By David Krogh,
The artist communal living center, Milepost 5, in the Montavilla neighborhood at 850 NE 81st St., has been sold to CDP – Community Development Partners, a California- based business which develops and markets affordable housing projects in Oregon and California.
Milepost 5 began in 2007 with the support of then Mayor Sam Adams who had the intention of providing low cost live/work accommodations for artists here.
Rich Rodgers, Portland Development Manager for CDP, stated, “The facility will still provide for that need.” CDP purchased the two older buildings at the site involved with artist housing/studios. The building with the condo units, however, is still under the ownership of the condo association that continues to market the condos for sale.

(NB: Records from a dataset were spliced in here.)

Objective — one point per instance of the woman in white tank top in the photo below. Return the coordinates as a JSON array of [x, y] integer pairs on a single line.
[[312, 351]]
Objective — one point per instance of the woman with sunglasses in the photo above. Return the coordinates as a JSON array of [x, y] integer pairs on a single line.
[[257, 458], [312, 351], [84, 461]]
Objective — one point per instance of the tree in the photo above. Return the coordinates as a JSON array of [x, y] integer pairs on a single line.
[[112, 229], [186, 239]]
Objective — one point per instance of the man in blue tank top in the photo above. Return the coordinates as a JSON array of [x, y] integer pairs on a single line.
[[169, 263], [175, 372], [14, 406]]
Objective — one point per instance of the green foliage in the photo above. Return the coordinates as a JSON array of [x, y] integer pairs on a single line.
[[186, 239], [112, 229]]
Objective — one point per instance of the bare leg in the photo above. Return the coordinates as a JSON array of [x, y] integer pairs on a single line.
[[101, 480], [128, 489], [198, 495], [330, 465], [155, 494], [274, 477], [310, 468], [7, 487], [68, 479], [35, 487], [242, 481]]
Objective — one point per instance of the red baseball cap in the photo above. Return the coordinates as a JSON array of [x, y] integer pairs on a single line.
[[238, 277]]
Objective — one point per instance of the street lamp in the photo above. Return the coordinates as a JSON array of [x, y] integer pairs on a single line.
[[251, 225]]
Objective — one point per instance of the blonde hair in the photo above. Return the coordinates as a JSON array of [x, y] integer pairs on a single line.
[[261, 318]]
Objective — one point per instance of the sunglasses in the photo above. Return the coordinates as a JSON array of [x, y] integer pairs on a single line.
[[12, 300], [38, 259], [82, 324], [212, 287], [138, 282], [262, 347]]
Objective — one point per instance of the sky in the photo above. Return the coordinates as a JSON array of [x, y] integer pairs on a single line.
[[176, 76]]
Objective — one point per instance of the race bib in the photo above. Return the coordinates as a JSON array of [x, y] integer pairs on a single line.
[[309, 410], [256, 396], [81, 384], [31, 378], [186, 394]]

There are currently ninety-five artist units ranging from studios up to two bedroom units. These units all qualify as affordable, according to Rodgers. Rents will likely increase slightly as the building is older and in need of renovations, but are intended to still fall under the Federal affordable housing limit: renters cannot earn more than 60% of the median family income.
Rodgers said, “Twelve of the tenants will need to relocate as their incomes are above the qualification limit or they are students who do not qualify for the reduced rates. CDP will, however, voluntarily help those 12 tenants with relocation expenses.”
He indicated that CDP already has 1400 affordable units in the Portland area and will be proposing another 700 affordable units in the near future. Some of these will come from acquisition and rehab and others will be new construction.
When asked about the possibility of new artist live/work type housing, Rodgers stated CDP is working on a new affordable housing facility in North Portland (off Alberta St.) which will include 160 units, some of which will be for homeless transition and others which are proposed for artist units.
Note: No other affordable housing projects have been identified in Portland that would allow live/work for artists. Many of the new apartment buildings being constructed along transit streets (such as Hawthorne, Belmont and Division) allow live/work, however, they do not fall into the affordable housing category.